Offline capability	How much can work without connection?	Edge can queue strokes. Can Tutor work offline with cached Brain/Curriculum?
Browser audio constraints	Web Audio API limitations?	Test STT/TTS in browser vs. native.

9.2 Product

Question	Options	Notes
What does Tutor screen show during lesson?	Avatar / Waveform / Nothing / Stats	Tutor needs a "presence" but shouldn't distract.
How much struggle before Tutor helps?	Configurable? Fixed?	Too fast = no learning. Too slow = frustration.
Multiple personas?	One Tutor voice or selectable?	Personalization vs. complexity.
Lesson length	Fixed (45m)? Flexible?	Kids need structure, but rigid times don't fit all families.

9.3 Business

Question	Options	Notes
What if no second device available?	Tablet-only mode? Tutor runs on tablet?	Fallback for single-device families.
Tablet ownership model	Sell? Rent? BNPL?	Per bootstrap strategy — multiple options.
Multi-child family	Shared tablet? Separate profiles?	One tablet, multiple kids = cost savings for family.

10. Spec Roadmap

Phase 1: Foundation

Spec	Purpose	Status
Architecture Overview	This document	✅ Draft
Stroke Format	Shared data format for ink	🔜 Next
Visual Primitives	Device-agnostic drawing commands	🔜 Next
Edge Contract	What any Edge must implement	🔜 Next

Phase 2: Core Loop

Spec	Purpose	Status
Bridge Protocol	Tutor ↔ Edge communication	Pending
Vision API	Stroke → math recognition	Pending
Tutor Behavior	When to speak, what to say	Pending
Voice Integration	STT/TTS pipeline	Pending

Phase 3: Intelligence

Spec	Purpose	Status
Curriculum Schema	Exercise + skill graph format	Pending
Brain Data Model	Metacognition map structure	Pending
Difficulty Progression	How learning adapts	Pending

Phase 4: Platform

Spec	Purpose	Status
Session Flow	Lesson lifecycle	Pending
Device Pairing	Tutor device ↔ tablet connection	Pending
Cloud Services	Storage, auth, dashboards	Pending

Appendix A: Glossary

Term	Definition
Edge	The tablet app.

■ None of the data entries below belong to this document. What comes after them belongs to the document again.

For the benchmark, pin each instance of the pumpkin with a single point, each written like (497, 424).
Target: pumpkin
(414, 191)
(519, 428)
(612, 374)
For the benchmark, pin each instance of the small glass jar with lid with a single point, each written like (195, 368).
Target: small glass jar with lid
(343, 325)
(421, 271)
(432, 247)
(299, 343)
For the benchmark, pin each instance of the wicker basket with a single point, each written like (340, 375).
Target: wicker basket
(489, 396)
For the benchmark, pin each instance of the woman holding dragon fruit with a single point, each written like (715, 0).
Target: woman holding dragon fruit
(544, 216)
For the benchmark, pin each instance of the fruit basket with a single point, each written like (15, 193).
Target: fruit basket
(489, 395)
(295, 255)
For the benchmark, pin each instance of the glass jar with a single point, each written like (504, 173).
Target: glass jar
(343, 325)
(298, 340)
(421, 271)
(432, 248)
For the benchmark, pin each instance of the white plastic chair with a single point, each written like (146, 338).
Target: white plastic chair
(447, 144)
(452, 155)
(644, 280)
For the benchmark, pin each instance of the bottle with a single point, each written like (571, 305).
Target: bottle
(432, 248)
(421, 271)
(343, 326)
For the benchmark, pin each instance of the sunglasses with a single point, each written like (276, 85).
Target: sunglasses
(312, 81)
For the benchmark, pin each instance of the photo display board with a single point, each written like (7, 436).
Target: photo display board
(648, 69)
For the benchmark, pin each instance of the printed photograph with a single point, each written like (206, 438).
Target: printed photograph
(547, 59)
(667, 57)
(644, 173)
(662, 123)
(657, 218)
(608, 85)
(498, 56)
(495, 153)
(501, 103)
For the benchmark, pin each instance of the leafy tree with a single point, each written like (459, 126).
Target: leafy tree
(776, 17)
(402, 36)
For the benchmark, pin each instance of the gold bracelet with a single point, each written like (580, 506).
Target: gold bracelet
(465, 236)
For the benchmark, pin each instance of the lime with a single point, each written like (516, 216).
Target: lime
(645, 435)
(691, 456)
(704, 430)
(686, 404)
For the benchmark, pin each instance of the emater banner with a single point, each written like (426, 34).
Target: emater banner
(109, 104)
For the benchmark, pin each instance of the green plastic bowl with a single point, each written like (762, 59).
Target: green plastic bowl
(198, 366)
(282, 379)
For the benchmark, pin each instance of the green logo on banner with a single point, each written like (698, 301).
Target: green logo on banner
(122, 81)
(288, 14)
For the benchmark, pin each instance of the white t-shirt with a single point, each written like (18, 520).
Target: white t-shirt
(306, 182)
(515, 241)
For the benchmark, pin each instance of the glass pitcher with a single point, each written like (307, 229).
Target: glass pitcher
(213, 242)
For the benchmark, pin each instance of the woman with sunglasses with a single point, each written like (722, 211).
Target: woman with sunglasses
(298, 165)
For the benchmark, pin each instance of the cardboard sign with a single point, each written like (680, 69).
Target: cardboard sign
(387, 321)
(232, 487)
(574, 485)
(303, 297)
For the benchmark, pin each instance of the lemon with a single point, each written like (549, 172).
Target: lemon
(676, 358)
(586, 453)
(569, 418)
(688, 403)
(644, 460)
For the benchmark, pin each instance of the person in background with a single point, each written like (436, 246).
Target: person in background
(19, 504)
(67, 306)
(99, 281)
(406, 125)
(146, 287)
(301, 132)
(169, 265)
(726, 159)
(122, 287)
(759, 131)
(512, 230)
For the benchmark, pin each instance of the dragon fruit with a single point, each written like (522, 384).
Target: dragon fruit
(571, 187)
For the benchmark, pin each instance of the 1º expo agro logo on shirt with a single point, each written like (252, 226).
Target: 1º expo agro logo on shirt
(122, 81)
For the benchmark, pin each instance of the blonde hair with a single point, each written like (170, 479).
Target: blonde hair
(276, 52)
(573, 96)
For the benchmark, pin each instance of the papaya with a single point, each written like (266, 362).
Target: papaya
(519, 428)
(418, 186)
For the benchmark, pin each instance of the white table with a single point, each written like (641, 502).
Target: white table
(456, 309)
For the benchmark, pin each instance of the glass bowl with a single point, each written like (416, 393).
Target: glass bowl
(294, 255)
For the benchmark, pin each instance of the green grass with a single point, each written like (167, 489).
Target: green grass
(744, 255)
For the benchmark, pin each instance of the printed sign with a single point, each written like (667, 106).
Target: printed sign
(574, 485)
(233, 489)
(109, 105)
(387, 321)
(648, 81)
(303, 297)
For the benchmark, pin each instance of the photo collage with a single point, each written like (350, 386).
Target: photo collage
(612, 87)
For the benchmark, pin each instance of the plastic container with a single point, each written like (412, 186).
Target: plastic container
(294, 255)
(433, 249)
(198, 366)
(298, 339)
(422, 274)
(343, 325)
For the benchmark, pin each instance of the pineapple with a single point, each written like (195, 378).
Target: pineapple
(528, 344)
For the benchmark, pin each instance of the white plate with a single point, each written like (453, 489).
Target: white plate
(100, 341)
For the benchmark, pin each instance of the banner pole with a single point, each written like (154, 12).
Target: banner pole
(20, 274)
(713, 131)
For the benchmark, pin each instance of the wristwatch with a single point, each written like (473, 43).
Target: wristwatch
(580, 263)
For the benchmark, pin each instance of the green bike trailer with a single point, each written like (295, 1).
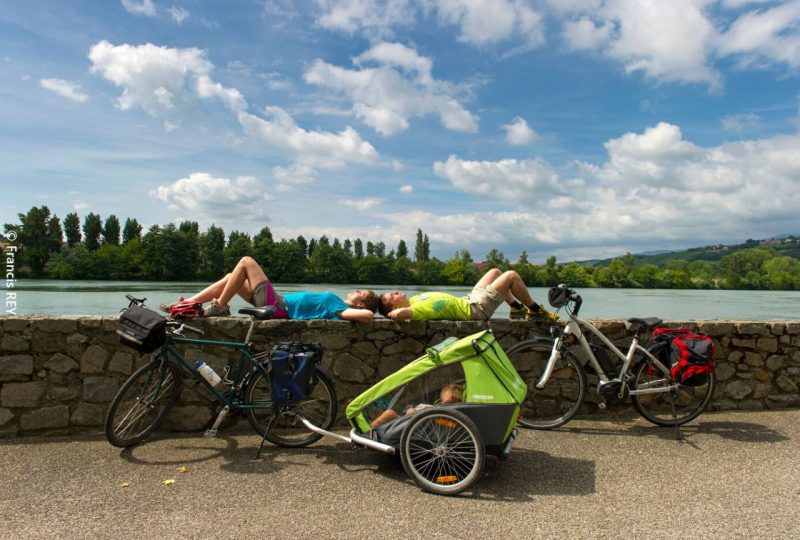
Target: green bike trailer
(443, 447)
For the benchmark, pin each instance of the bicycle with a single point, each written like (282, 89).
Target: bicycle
(558, 384)
(145, 399)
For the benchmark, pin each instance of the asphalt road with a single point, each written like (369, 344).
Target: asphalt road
(735, 475)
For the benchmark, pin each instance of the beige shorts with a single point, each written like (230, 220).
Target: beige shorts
(483, 302)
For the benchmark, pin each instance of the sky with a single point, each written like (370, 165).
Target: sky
(576, 128)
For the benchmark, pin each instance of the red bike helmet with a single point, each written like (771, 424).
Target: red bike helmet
(186, 309)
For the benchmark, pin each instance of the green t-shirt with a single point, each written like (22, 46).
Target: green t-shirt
(441, 306)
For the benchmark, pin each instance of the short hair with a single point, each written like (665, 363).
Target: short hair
(371, 301)
(385, 306)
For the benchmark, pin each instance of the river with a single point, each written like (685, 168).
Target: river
(53, 297)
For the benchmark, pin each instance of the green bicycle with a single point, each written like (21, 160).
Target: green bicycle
(145, 399)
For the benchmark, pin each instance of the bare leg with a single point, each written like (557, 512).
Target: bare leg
(245, 275)
(510, 285)
(211, 292)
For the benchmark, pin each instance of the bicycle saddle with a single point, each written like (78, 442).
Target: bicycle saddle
(262, 313)
(649, 322)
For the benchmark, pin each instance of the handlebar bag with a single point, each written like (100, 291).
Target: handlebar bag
(141, 329)
(292, 367)
(691, 355)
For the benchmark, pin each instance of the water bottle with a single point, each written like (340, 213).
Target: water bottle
(208, 373)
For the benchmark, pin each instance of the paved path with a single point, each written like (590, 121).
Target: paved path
(734, 476)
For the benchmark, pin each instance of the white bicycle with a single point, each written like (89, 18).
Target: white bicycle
(553, 368)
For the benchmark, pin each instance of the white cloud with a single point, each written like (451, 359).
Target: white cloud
(507, 179)
(362, 205)
(205, 197)
(486, 22)
(400, 88)
(654, 185)
(376, 16)
(518, 132)
(64, 89)
(769, 35)
(178, 14)
(141, 7)
(739, 123)
(321, 149)
(584, 34)
(160, 80)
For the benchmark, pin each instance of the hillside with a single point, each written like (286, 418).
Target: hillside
(787, 245)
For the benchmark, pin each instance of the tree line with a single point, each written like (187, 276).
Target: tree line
(107, 249)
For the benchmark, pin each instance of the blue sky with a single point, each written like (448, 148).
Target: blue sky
(575, 128)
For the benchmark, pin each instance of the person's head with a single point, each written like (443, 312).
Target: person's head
(451, 393)
(391, 301)
(363, 300)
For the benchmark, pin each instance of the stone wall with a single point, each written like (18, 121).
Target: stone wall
(58, 375)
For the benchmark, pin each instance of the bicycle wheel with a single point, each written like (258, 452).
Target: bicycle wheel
(562, 396)
(678, 405)
(286, 429)
(142, 402)
(442, 450)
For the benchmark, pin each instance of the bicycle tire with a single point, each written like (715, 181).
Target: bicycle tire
(442, 450)
(286, 429)
(563, 395)
(142, 402)
(689, 401)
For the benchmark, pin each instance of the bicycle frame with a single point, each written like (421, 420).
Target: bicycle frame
(575, 327)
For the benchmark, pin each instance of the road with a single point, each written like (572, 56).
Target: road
(735, 475)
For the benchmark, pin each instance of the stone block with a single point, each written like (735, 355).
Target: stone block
(776, 362)
(349, 368)
(93, 359)
(64, 326)
(15, 364)
(99, 389)
(409, 346)
(45, 418)
(767, 344)
(12, 343)
(121, 363)
(26, 394)
(88, 414)
(61, 363)
(786, 384)
(5, 416)
(738, 389)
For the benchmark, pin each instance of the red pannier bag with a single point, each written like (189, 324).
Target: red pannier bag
(691, 354)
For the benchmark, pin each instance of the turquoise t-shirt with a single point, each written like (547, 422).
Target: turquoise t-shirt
(314, 305)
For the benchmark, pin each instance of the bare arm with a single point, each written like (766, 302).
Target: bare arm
(358, 315)
(400, 314)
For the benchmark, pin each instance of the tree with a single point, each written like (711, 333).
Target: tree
(131, 231)
(422, 248)
(92, 228)
(72, 229)
(402, 249)
(358, 249)
(111, 231)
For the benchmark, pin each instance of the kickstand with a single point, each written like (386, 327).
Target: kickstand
(264, 438)
(678, 434)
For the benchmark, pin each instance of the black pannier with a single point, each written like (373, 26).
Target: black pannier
(292, 370)
(141, 329)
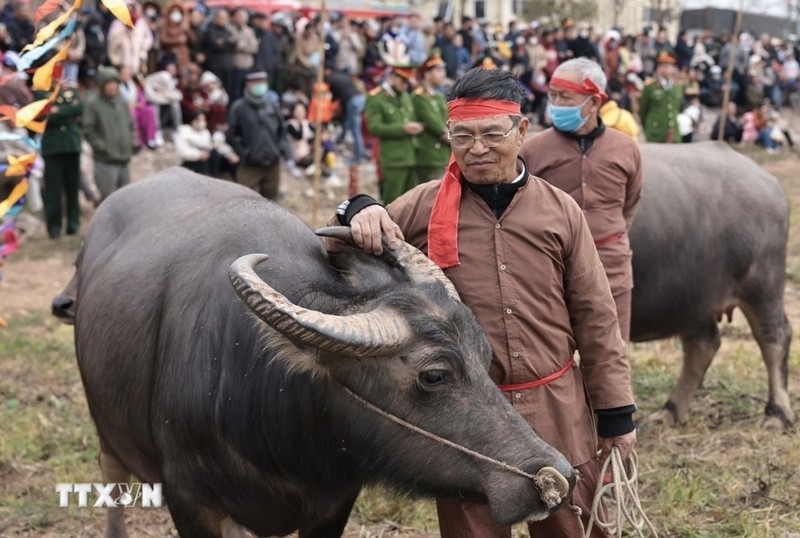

Captures strokes, renders exercises. "Paper."
Tutor	The web/native app running on any device with mic/speaker. Listens, speaks, watches, decides. "The teacher."
Tutor device	Whatever runs the Tutor app: phone, laptop, browser tab, desktop.
Bridge	Protocol + library translating Tutor intent → Edge rendering.
Brain	Cloud service storing student model, skill levels, history.
Curriculum	Cloud service storing exercises, skill graph, content.
Vision	Component parsing strokes into structured math.
Stroke	A single pen-down to pen-up sequence of points.
Annotation	Visual overlay from Tutor (highlights, marks, hints).

Appendix B: Related Documents

Document	Status
Stroke Format Spec	Pending
Visual Primitives Spec	Pending
Edge Contract Spec	Pending
...	...

This is a living document. As specs are written, this overview will be updated to reflect decisions and link to detailed specs.